LONG-TERM SOLAR ACTIVITY VARIATIONS AS A STIMULATOR OF ABRUPT CLIMATE CHANGE
Abstract and keywords
Abstract (English):
Analysis of solar forcing of climate on long time scales has shown that it is necessary to take into consideration the influence of long-term solar cyclicity, such as 200 and 2300-2400-year cycles, on climate. Even in the relatively warm climate of the last 10,000 years, a tendency to climate cooling at deep minima of long-term solar cyclicity is observed. Along with this, a long-term solar forcing of climate manifests itself not only as an external factor due the influence of solar irradiance variations on the atmosphere-ocean system, but also as a stimulator of internal processes in the climatic system, which, in turn, can lead to abrupt climate change.
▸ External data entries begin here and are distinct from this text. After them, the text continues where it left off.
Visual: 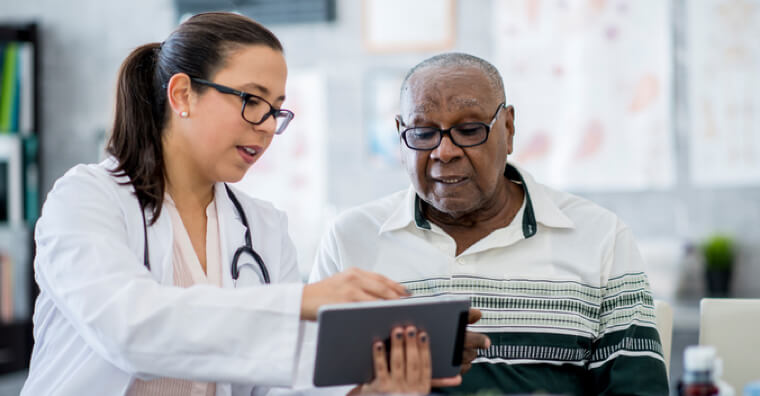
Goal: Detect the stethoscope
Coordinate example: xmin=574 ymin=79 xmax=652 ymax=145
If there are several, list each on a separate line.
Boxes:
xmin=141 ymin=183 xmax=272 ymax=287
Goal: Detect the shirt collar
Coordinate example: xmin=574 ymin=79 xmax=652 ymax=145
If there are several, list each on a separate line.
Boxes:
xmin=379 ymin=164 xmax=574 ymax=239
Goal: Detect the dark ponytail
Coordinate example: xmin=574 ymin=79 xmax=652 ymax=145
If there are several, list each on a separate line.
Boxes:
xmin=106 ymin=12 xmax=282 ymax=224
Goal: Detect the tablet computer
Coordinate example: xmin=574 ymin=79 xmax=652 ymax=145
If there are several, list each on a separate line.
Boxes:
xmin=314 ymin=297 xmax=470 ymax=386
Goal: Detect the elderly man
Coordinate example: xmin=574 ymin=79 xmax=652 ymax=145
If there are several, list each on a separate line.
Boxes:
xmin=311 ymin=53 xmax=668 ymax=395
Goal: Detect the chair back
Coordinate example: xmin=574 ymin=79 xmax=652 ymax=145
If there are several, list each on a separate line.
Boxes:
xmin=699 ymin=298 xmax=760 ymax=394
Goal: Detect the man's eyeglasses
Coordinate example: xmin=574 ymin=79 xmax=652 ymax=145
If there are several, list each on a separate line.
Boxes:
xmin=396 ymin=103 xmax=505 ymax=150
xmin=190 ymin=77 xmax=295 ymax=135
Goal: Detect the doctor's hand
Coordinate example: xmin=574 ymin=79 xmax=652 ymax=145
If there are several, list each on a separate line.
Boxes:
xmin=348 ymin=326 xmax=462 ymax=396
xmin=459 ymin=308 xmax=491 ymax=374
xmin=301 ymin=268 xmax=409 ymax=320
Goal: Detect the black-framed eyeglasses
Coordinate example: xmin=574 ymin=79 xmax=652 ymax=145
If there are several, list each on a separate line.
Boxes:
xmin=396 ymin=103 xmax=506 ymax=150
xmin=190 ymin=77 xmax=295 ymax=135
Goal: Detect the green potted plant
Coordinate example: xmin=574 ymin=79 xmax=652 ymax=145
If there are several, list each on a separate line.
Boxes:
xmin=702 ymin=234 xmax=735 ymax=297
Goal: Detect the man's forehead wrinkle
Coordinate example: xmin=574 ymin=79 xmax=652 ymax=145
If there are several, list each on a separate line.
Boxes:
xmin=447 ymin=96 xmax=484 ymax=111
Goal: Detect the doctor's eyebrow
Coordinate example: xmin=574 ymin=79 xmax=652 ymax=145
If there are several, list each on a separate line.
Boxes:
xmin=242 ymin=82 xmax=285 ymax=101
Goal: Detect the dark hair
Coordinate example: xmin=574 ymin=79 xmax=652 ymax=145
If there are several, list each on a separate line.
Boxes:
xmin=106 ymin=12 xmax=282 ymax=224
xmin=401 ymin=52 xmax=506 ymax=102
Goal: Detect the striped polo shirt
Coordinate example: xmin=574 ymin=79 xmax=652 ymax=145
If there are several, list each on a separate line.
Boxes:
xmin=310 ymin=165 xmax=668 ymax=395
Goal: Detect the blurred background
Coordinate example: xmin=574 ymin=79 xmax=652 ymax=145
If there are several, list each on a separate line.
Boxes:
xmin=0 ymin=0 xmax=760 ymax=395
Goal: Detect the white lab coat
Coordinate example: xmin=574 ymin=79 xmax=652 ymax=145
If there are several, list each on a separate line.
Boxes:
xmin=21 ymin=159 xmax=303 ymax=396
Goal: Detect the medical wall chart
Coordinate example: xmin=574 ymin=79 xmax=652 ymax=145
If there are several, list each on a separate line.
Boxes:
xmin=686 ymin=0 xmax=760 ymax=186
xmin=492 ymin=0 xmax=675 ymax=191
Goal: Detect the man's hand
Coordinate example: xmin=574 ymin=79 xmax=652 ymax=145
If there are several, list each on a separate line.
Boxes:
xmin=458 ymin=308 xmax=491 ymax=374
xmin=301 ymin=267 xmax=409 ymax=320
xmin=348 ymin=326 xmax=462 ymax=396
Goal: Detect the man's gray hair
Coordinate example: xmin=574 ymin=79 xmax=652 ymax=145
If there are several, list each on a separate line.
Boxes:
xmin=401 ymin=52 xmax=506 ymax=102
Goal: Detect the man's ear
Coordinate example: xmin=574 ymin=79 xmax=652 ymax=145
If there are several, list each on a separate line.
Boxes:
xmin=504 ymin=105 xmax=515 ymax=155
xmin=166 ymin=73 xmax=193 ymax=118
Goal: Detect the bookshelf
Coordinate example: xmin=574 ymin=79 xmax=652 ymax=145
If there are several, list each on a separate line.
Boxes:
xmin=0 ymin=21 xmax=42 ymax=374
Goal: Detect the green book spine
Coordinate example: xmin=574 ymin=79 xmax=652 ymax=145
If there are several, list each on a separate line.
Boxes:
xmin=0 ymin=42 xmax=17 ymax=133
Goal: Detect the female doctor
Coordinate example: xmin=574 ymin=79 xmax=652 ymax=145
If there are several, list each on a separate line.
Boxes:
xmin=22 ymin=13 xmax=446 ymax=396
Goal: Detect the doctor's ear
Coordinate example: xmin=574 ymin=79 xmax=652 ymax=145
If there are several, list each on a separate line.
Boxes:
xmin=504 ymin=105 xmax=515 ymax=154
xmin=166 ymin=73 xmax=195 ymax=118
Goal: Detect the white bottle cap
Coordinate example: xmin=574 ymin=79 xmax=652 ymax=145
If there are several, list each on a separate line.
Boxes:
xmin=683 ymin=345 xmax=715 ymax=371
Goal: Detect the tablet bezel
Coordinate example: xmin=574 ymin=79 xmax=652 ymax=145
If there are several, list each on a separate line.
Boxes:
xmin=314 ymin=296 xmax=470 ymax=386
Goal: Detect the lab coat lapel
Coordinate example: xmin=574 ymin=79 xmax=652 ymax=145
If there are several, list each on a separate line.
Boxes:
xmin=214 ymin=183 xmax=250 ymax=288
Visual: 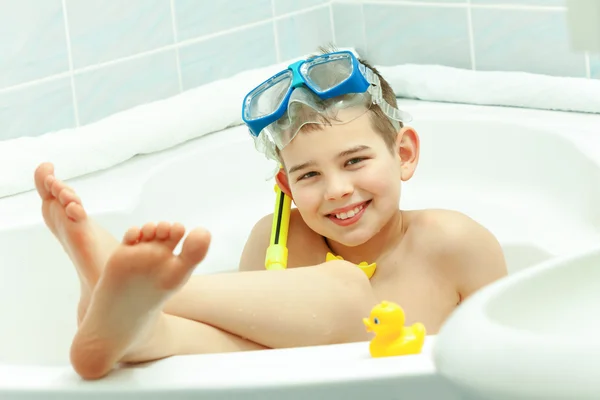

Large-scale abrupt climate oscillations - warmings and subsequent coolings Dansgaard-Oeschger cycles - have been revealed in cores of Greenland ice for the interval 60,000-10,000 years BP. They are attributed to the ice-rafting events in the North Atlantic. A comparative analysis of the development of Dansgaard-Oeschger events and solar activity variations variations in the 10Be concentration in Greenland ice has shown that these climatic and solar processes developed simultaneously. It is evident that ice-rafting events were stimulated by an increasing ambient temperature and, hence, they are associated with a high solar activity level. A similar effect of solar activity has been revealed for the time interval of the Holocene. Thus, not only a low, but also a high level of solar activity was in the past a stimulator of abrupt climate changes.

Keywords:
solar activity variations, abrupt climate change, ice-rafting events.